Howell gave CNET the following statement:
I actually like the idea of the product and I believe it is the future, but last legislature we worked long and hard on a no-texting-and-driving law. It is mostly the young that are the tech-savvy that try new things. They are also our most vulnerable and underskilled drivers. We heard of many crashes caused by texting and driving, most involving our youngest drivers. I see the Google Glass as an extension.
Google Glass hasn’t even been released yet and we’re already banning it in places?
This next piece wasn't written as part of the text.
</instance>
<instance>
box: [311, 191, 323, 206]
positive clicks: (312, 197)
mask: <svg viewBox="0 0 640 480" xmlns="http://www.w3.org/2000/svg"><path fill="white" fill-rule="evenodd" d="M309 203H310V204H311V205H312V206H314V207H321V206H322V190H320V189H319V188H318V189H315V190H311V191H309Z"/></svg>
If anything, I think Google Glass may actually help people become better drivers, because they will be able to keep their eyes on the road at all times, which would be especially helpful while following directions to someplace you’re unfamiliar with.
How often do people drive terribly when they have no idea where they’re going? Cutting into lanes, driving slowly, taking their eyes off the road briefly to check the GPS, etc. With Google Glass, you wouldn’t have to take your eyes off the road, the directions would be in view at all times. And that’s just one benefit.
Here’s a newsflash, despite legislation banning texting/calling and driving, people still do it. They would be much safer doing it with Google Glass or other wearable technology than if they take their eyes off the road for a split second to check their phone.
While the bill hasn’t passed yet (and potentially will not pass), Howell is convinced that other legislators will follow his lead. Let’s hope they at least wait until the product is released to the public and there’s actual data to work with.
Perhaps this will all be moot when we have Google self-driving cars.